An international summit meeting between two progressive guitarists.
Eraldo Bernocchi and Prakash Sontakke – Invisible Tracks [TrackList follows] – RareNoise RNR069, 48:44 [11/18/16] ****:
(Eraldo Bernocchi – baritone guitar, electric guitar, electronics & producer; Prakash Sontakke – lap steel guitar)
Those who think they know the RareNoise label may not know as much as they think. The imprint—started in 2008 by two Italians and based in London—is typified by brash and noisy offerings by acts such as Brainkiller, Metallic Taste of Blood and Slobber Pup, and the label’s releases often include cross-genre music such as free jazz, electroacoustic music and avant rock. RareNoise cofounder Eraldo Bernocchi delivers a new dimension to his label with the 48-minute Invisible Tracks, his collaborative effort with Indian lap steel guitarist Prakash Sontakke. The nine pieces (which run approximately five to six minutes in length) present an ambient/electro excursion which balances Sontakke’s Indian-inflected guitar with Bernocchi’s baritone guitar, electric guitar, and electronics. Much of Bernocchi’s contributions were added in post-production. The result is somewhat akin to Michael Brook blended with modern Brian Eno: digital beats, pulsating electrical noises and sparse percussive effects riding along with reverb-laced guitar. Bernocchi admits a crucial inspiration for Invisible Tracks was Eno’s 1983 Apollo: Atmospheres and Soundtracks, which melded Eno’s dark ambient textures with Daniel Lanois’ manipulated guitar.
Every tune on Invisible Tracks has an individual identity, but the whole record has an overall mood and tone which holds together as an outline, blueprint and/or characteristic. Some cuts, such as the opening “The Last Emperor Walked Alone,” carve out a groove-laden background with sonic loops generated from pads, drones, or keys coming from Bernocchi’s guitars, while the production is persuasively electronic, Bernocchi refrains from dancefloor patterns. While Sontakke’s ethereal lap steel guitar forms a grounded impression, Bernocchi layers in sometimes contrasting grooves, beats and guitar parts, with deep bass sounds reverberating throughout. The ether-enriched “Will You Stay,” on the other hand, is more evocative. Sontakke’s lap steel cross-merges Indian raga-like notes with a tonal quality reminiscent of how lap steel is frequently used in American country music. There are moments when electrified hum and light digital distortion supply a covert support, and other times when Sontakke takes solo flight, unencumbered by digital accompaniments. There is affecting beauty on some pieces such as “The Invisible Ferry,” where Bernocchi’s specially-built baritone guitar (which has an aluminum neck and a wood body) builds sustain against Sontakke’s ringing lap steel guitar. Their sensitive interplay belies the fact the two were not in the same studio at the same time, but rather collaborated via audio files sent back and forth. Another transcendent creation is the lovely “Sublime Skies,” a soundscape with excellent melodic and harmonic weaving, a musical dialogue which could easily find itself used in a nature or science documentary.

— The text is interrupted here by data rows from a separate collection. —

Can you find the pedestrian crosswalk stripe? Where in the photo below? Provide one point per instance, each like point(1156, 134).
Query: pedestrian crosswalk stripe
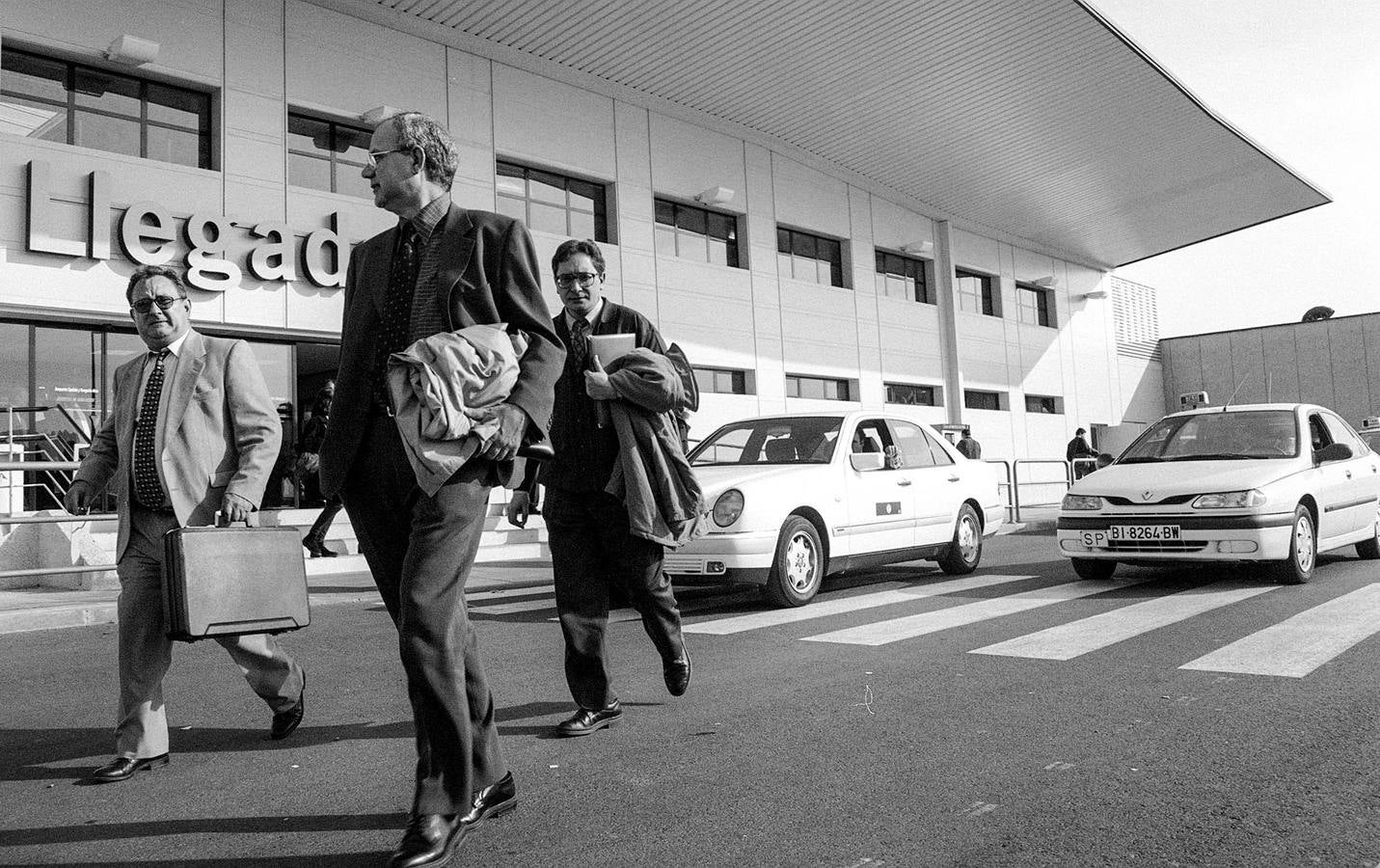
point(1069, 640)
point(1297, 646)
point(823, 609)
point(909, 627)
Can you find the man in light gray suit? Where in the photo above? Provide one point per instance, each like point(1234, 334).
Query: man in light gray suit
point(194, 432)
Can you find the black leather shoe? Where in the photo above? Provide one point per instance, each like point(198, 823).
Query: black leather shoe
point(123, 768)
point(493, 800)
point(678, 672)
point(429, 841)
point(588, 719)
point(284, 722)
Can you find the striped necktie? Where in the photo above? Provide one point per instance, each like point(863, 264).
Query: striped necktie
point(148, 490)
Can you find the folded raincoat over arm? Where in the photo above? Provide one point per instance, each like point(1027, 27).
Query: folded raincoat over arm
point(445, 393)
point(653, 476)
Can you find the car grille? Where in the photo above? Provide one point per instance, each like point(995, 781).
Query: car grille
point(1156, 545)
point(1168, 502)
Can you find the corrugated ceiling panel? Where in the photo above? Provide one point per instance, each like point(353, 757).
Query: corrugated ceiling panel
point(1027, 116)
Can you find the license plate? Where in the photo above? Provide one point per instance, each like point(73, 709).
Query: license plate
point(1130, 533)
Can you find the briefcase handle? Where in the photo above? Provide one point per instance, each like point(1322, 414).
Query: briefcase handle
point(249, 522)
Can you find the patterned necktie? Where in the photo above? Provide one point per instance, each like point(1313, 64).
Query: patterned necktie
point(148, 490)
point(397, 308)
point(580, 341)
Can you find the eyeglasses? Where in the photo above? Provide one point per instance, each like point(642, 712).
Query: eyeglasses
point(371, 159)
point(165, 303)
point(567, 281)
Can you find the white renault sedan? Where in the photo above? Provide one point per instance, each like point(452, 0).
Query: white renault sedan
point(804, 496)
point(1267, 483)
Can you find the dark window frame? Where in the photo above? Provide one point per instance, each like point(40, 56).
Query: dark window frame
point(800, 244)
point(714, 225)
point(330, 154)
point(711, 378)
point(988, 295)
point(1042, 308)
point(911, 268)
point(599, 211)
point(204, 131)
point(922, 391)
point(842, 387)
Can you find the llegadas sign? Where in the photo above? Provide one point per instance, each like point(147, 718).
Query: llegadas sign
point(147, 233)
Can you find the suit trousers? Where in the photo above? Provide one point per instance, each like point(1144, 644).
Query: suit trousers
point(147, 652)
point(591, 548)
point(419, 551)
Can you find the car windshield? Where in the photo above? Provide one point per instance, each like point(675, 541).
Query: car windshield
point(1217, 436)
point(807, 439)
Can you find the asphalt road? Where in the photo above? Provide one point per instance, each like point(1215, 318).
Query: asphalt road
point(797, 746)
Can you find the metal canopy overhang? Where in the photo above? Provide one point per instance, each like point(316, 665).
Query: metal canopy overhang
point(1034, 121)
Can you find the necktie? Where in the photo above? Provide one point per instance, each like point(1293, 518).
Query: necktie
point(397, 308)
point(148, 490)
point(580, 341)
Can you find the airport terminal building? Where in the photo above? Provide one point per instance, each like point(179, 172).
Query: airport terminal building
point(906, 204)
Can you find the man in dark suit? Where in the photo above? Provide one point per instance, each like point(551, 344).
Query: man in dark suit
point(442, 268)
point(592, 548)
point(194, 432)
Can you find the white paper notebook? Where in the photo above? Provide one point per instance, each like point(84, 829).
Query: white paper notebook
point(609, 346)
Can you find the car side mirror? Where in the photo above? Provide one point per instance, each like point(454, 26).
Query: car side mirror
point(1332, 451)
point(867, 461)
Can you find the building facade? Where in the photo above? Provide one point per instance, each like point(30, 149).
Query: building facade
point(227, 137)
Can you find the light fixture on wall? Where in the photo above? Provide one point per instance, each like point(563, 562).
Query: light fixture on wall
point(378, 115)
point(921, 249)
point(131, 50)
point(714, 196)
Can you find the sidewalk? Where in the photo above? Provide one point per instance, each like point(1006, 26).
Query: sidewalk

The groove is replete and phased up on the lengthiest number, “Bangalor Electric,” where Bernocchi supplements Sontakke’s snaky lap steel with slippery electric bits: beats, jazzy bass lines, and digital drums and percussion. Again, this isn’t meant for the dance floor, but “Bangalor Electric” wouldn’t be out of place in a cocktail bar with a younger crowd. Invisible Tracks concludes with the quietly interpolative “The Unsaid,” the album’s most tranquil tune, dripping with reverb, echo and gentle, gossamer guitar notes. There’s a bluesy undertow and the arrangement emphasizes the two guitarists, with minimal electronic underscoring: just hints of keyboard-esque effects and an elegant aura of electronics.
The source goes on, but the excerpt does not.